Fig. 3. Microstructure-function relationship in asymmetry using HCP T1w/T2w and resting state functional images (N = 1004).

a–i 10 bins (18 parcels per bin) categorized from Fig. 2b mean AI map (T1w/T2w). a–ii. Group-level resting state functional connectivity (FC) matrix averaged by bins. a-iii. FC asymmetry calculated by (LH - RH)/(LH + RH) sorted by bins. Purple-red and green indicate left- and right-ward asymmetry. Scatters are colored by functional networks. b Region-wise microstructure-function coupling was calculated by Pearson correlation coefficient between 180 parcels of T1w/T2w and FC AI per column. Left panel shows coupling between mean maps at the group level (i) and the right panel shows mean and standard deviation of coupling (ii). c Individual covariation between microstructure and function. Matrix in (i) represents the Pearson r between parcel T1w/T2w AI and FC AI across subjects. Then, the parcel-wise affinity matrix was computed and principal component analysis (PCA) was employed to decompose the matrix to detect the inter-region similarity axes (ii). Upper and lower panels are microstructural and functional decomposition (iii). The first two eigenvectors and eigenvalues (PC loadings) are plotted with similar colors in ‘viridis’ indicating similar profiles between regions. Atlas-defined networks include primary visual (Vis1), secondary visual (Vis2), somatomotor (SMN), cingulo-opercular (CON), dorsal attention (DAN), language (LAN), frontoparietal (FPN), auditory network (AUD), default mode (DMN), posterior multimodal (PMN), ventral multimodal (VMN), orbito-affective (OAN).

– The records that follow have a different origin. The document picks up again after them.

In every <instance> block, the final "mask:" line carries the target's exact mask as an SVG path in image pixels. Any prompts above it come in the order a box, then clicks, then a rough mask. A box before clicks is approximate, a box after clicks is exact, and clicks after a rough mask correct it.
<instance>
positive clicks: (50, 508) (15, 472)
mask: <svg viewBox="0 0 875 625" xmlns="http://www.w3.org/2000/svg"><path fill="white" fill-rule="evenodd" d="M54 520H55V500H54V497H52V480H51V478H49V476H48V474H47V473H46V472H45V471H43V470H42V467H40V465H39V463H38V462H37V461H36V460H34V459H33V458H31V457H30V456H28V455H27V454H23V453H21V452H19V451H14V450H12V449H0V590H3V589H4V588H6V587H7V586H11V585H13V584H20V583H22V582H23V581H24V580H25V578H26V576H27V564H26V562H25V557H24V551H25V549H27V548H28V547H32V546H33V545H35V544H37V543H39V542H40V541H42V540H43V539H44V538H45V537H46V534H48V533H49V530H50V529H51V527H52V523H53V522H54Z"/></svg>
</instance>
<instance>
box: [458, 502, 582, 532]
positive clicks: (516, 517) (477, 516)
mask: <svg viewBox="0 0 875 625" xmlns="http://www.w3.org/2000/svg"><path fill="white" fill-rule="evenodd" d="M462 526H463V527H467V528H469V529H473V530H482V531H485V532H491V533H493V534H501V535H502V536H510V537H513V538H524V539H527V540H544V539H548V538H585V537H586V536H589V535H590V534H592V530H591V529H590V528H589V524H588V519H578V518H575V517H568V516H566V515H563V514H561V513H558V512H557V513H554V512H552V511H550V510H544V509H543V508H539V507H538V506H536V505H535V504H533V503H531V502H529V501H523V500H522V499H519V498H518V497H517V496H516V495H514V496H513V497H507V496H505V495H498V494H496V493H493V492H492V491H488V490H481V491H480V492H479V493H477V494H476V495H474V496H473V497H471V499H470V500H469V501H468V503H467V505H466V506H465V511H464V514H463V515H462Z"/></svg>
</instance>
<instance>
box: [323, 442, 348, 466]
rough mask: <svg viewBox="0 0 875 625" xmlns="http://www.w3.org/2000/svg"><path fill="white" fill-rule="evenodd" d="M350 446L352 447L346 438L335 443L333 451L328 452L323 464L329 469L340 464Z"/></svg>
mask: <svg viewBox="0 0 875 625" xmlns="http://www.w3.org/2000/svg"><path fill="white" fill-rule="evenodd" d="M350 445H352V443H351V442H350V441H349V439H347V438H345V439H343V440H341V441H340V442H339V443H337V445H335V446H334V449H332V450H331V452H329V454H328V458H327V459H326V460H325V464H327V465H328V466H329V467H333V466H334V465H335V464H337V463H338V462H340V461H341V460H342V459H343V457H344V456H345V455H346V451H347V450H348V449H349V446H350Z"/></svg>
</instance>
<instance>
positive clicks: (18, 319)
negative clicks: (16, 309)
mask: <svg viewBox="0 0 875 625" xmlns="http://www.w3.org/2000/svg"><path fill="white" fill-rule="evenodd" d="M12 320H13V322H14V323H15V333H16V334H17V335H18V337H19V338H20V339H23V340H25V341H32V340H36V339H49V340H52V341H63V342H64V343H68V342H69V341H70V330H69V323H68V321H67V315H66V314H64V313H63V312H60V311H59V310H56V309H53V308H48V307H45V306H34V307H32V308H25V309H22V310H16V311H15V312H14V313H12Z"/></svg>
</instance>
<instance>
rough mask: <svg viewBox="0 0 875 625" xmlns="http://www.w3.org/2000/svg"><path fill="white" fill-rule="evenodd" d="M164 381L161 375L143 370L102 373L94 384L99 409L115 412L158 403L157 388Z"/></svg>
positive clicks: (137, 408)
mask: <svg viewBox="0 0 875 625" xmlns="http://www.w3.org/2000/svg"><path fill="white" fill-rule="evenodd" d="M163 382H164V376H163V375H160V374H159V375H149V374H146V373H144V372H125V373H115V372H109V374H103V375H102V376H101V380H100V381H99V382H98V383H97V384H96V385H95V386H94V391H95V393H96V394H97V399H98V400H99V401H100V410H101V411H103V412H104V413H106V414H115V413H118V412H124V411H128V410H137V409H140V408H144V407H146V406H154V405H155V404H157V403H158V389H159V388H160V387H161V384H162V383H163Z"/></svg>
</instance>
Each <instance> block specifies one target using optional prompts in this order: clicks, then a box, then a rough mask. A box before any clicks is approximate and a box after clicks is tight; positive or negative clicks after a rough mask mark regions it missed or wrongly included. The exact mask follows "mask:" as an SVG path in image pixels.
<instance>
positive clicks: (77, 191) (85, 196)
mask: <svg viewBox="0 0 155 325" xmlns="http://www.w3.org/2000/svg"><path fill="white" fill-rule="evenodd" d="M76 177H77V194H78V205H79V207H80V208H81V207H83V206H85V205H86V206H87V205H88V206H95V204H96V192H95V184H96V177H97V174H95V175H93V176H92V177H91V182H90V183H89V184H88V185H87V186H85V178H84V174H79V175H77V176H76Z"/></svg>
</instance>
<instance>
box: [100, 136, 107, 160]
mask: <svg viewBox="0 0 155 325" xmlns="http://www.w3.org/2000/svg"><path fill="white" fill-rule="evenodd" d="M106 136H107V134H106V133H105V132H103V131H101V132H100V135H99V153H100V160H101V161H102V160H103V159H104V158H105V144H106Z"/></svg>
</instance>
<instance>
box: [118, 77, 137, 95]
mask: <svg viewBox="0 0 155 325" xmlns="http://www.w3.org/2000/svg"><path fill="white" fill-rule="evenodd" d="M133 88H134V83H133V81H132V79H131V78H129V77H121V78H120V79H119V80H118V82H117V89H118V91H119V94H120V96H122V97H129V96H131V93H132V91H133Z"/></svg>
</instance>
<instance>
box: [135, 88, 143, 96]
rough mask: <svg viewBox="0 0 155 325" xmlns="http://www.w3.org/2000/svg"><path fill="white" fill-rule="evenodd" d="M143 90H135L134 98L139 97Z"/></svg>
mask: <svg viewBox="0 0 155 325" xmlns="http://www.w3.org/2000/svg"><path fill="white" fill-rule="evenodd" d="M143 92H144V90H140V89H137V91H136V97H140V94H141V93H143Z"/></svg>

Fig. 4. Canonical correlation analysis (CCA) between microstructural asymmetry features and language/mental health in HCP.

a Correlation between latent dimensions of the brain and phenotype. Orange and green indicate mental health and language, where the latent dimensions explain antisocial behavior and picture vocabulary scores most. b Phenotypic loadings of the first latent dimension for language and mental health. c Brain loadings of the first latent dimension for language and mental health. d Resampling data to test the performance of CCA. We withdrew data from 10% to 90% by pseudo-randomization using twin classes and resampled 100 times. Mean and standard error bars were shown in the charts. Data withdrawal of 50% was selected to show the distribution across the 100 samples and other percentages see Supplementary Fig. S4. PicVocab: picture vocabulary; ADHD: attention deficit/hyperactivity disorder.